Des bleus au coeur
- Je préfère que tu m’appelles « ta fiancée" . Pas « compagne » , ça fait vieux couple. Pas « petite-amie » , ça fait gamin. Fiancée, c’est plus joli. Ça dit qu’il y a encore de la passion. Il y a encore de la passion, non ?
- On est marié, alors pourquoi pas « mon épouse » , ou « ma femme » , tout simplement ?
- Et les noces d’or, c’est pour quand ?
- Mais Charlotte, tous les mariés du monde disent ma femme, mon mari.
- Oui, mais toi tu m’aimes encore, non ?
- Tu sais bien que je t’adore.
Charlotte sort une pile de livres d’un carton, et va les ranger dans la bibliothèque du living. Charlotte fait la tête. Le mot est une substance chimique ténue, qui opère les plus violentes altérations, disait Barthes. Dîtes à une femme que vous l’adorez quand elle vous demande de l’aimer, et vous comprendrez. Elle aussi. Vous pouvez vous raisonner, vous dire que parler de passion après vingt ans de mariage - elle devait bien se douter… - , est toujours un peu périlleux. Mais au fond, vous savez que le couple digère mal les rappels à la réalité.
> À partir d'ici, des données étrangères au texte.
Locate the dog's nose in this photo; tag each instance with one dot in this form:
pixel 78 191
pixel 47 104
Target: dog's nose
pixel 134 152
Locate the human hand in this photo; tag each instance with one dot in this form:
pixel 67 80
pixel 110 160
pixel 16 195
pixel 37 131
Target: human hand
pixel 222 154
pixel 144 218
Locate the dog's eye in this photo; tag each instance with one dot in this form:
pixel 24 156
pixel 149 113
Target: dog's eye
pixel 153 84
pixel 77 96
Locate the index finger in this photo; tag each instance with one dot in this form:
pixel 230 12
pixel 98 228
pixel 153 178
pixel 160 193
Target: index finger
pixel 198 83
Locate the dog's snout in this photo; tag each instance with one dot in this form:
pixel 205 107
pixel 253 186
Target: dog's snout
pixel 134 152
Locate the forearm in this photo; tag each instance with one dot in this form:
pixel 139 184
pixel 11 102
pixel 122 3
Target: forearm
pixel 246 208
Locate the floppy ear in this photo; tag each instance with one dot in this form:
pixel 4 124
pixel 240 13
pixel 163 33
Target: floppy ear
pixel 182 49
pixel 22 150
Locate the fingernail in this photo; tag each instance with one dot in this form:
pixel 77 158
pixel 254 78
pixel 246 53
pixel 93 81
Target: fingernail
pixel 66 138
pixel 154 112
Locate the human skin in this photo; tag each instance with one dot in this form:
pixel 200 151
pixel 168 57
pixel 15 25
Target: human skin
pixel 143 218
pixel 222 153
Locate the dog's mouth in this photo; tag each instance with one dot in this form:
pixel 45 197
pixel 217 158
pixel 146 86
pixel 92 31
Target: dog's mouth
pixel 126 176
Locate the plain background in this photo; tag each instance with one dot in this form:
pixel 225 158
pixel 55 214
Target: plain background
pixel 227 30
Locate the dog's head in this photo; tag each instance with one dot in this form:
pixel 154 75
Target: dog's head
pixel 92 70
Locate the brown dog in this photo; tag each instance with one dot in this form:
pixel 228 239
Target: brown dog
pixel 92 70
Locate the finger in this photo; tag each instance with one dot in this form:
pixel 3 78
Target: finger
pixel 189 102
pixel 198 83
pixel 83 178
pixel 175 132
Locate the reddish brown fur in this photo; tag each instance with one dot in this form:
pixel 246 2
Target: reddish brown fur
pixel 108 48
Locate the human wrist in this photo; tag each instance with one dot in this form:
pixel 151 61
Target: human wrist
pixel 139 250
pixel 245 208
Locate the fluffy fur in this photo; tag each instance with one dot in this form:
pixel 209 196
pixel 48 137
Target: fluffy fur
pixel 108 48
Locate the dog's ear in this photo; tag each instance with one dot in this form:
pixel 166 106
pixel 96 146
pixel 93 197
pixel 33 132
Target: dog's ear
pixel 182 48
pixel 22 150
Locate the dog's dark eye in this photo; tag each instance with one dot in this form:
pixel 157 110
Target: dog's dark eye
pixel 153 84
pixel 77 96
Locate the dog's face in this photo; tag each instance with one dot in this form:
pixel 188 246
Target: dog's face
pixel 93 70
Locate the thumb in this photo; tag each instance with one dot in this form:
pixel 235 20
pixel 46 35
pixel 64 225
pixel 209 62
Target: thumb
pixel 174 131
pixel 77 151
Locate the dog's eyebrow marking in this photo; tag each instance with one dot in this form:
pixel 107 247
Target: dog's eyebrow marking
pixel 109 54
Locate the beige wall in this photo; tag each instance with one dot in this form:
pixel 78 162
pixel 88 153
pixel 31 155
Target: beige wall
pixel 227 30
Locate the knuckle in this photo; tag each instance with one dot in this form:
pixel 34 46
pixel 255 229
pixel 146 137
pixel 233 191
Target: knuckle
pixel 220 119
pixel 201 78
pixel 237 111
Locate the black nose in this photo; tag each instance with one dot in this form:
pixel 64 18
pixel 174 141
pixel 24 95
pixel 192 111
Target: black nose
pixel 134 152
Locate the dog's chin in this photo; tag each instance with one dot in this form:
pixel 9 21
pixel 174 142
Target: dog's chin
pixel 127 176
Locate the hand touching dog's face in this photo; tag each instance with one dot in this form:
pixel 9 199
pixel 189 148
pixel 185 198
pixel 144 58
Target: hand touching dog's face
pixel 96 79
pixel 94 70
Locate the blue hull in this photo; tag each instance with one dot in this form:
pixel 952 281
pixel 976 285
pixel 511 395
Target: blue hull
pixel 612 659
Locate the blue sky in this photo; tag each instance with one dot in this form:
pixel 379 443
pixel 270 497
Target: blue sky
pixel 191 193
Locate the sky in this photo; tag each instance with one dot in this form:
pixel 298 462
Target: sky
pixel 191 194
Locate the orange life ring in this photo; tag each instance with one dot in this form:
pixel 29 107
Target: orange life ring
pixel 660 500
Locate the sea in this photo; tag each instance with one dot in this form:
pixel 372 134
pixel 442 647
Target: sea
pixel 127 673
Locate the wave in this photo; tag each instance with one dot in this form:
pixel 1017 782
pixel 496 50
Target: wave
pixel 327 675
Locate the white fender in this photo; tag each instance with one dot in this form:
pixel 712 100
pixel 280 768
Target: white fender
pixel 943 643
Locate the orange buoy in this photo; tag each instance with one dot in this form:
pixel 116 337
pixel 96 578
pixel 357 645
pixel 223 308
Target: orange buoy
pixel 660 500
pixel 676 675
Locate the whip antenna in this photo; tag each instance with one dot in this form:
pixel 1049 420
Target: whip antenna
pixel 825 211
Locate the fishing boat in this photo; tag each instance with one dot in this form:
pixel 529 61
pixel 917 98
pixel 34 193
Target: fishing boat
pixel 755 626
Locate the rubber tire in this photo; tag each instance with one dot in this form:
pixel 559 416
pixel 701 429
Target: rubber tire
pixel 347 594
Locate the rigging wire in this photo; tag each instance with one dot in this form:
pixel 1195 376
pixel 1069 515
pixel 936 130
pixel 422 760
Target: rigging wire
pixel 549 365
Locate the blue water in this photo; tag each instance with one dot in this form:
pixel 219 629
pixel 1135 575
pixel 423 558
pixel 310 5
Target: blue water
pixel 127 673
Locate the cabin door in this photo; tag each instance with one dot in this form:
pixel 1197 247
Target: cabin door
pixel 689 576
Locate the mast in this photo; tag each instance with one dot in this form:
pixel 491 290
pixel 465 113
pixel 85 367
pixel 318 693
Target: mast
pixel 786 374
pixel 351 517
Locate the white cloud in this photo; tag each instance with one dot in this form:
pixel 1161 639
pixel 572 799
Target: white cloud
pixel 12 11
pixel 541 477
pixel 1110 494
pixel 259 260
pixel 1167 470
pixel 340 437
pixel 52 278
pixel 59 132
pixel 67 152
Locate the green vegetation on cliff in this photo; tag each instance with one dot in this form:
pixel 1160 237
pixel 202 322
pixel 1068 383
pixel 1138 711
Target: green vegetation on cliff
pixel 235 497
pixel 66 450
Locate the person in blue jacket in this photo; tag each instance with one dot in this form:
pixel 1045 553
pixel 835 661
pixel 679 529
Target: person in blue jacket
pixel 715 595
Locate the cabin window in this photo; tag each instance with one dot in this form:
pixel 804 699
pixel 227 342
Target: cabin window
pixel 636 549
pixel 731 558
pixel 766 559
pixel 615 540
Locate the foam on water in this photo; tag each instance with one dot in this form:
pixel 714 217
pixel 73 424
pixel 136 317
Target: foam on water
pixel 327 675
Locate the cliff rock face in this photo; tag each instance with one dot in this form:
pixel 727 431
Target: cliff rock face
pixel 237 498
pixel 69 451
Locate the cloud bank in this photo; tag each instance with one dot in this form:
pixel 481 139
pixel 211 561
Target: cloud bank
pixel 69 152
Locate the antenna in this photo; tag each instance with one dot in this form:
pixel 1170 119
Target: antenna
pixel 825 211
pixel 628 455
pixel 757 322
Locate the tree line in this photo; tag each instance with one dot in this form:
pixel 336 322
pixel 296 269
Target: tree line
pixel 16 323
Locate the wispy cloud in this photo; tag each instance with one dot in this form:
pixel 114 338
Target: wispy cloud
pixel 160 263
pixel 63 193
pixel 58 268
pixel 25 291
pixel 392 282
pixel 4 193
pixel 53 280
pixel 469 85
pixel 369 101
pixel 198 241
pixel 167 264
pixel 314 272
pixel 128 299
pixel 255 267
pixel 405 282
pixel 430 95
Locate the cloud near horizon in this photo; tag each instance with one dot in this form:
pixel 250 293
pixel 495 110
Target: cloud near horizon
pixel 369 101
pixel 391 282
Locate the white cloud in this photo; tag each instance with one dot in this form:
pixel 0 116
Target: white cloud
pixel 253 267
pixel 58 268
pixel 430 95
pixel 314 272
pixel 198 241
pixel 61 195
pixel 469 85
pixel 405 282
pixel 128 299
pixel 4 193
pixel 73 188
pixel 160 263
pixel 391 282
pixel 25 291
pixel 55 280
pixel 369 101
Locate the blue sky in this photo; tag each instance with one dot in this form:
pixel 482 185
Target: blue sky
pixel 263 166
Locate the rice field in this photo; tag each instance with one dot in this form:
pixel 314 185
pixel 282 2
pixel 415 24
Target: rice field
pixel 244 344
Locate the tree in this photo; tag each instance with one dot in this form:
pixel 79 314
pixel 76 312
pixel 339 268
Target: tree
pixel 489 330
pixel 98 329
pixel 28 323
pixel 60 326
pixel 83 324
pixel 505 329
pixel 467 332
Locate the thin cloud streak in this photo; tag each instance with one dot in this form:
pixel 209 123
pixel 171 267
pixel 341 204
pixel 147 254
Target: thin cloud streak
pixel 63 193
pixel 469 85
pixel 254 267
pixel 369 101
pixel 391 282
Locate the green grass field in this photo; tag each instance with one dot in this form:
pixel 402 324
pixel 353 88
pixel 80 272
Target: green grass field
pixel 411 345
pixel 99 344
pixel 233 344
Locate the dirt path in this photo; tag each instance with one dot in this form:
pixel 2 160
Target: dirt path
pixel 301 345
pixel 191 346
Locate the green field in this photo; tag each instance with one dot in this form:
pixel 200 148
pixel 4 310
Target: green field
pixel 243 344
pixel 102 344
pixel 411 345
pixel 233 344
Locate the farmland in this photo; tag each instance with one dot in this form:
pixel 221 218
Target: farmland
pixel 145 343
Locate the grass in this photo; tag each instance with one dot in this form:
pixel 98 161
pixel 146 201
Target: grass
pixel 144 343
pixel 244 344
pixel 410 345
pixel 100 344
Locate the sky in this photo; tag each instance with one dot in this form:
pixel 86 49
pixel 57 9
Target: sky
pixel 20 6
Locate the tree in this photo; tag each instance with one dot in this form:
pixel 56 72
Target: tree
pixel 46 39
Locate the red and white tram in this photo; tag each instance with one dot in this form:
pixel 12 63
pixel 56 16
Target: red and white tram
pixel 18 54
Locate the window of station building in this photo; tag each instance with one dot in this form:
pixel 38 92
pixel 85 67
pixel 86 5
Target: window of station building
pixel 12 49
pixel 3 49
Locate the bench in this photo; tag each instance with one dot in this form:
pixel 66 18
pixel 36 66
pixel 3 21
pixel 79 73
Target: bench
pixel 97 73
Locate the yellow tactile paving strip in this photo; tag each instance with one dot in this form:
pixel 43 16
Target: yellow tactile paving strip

Vous savez, j’admire les médiocres qui ne sont pas conscients de l’être. Ils commenceraient un texte comme ça, assez fiers d’avoir placé une citation de Barthes au passage, sûrs d’avoir débusqué un dessous des cartes, d’avoir atteint une vérité fondamentale du couple, d’avoir touché au but. Ils ne se rendraient pas compte qu’ils ne tiennent ni Charlotte, ni son mari. Que ce sont deux personnages sans corps ni esprit, sans chair ni vie. Ils ne verraient pas l’attaque un peu convenue sur un sujet presque épuisé. Ils verraient à peine qu’ils feront forcément moins bien que Yasmina Reza*, qu’ils versent dans le rance autant que les humoristes évoquant belle-mère et amant dans le placard.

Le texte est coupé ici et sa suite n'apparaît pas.